Question

derive the equation of a parabola with a focus at (4, 6) and a directrix at y = -4. enter your answers in the boxes. be sure to include the correct signs. y = □(x □)^2 □

Explanation:

Step1: Find the vertex

The vertex of a parabola is the mid - point between the focus $(4,6)$ and the point on the directrix directly below/above the focus.
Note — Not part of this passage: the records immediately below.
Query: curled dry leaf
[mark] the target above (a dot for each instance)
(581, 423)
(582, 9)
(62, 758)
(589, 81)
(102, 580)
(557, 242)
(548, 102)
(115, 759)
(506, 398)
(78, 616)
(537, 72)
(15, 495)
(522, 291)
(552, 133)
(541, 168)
The $x$ - coordinate of the vertex is the same as the $x$ - coordinate of the focus, $x = 4$. The $y$ - coordinate of the vertex is $\frac{6+( - 4)}{2}=\frac{6 - 4}{2}=1$. So the vertex $(h,k)=(4,1)$.

Step2: Find the value of $p$

The distance $p$ between the vertex and the focus (or the vertex and the directrix) is $p=6 - 1 = 5$ (since the focus is above the vertex, $p>0$).

Step3: Use the standard form of the parabola equation

The standard form of a parabola that opens up or down is $y=a(x - h)^2+k$, where $a=\frac{1}{4p}$. Since $p = 5$, then $a=\frac{1}{20}$.
The equation of the parabola is $y=\frac{1}{20}(x - 4)^2+1$.

Answer:

$y=\frac{1}{20}(x - 4)^2+1$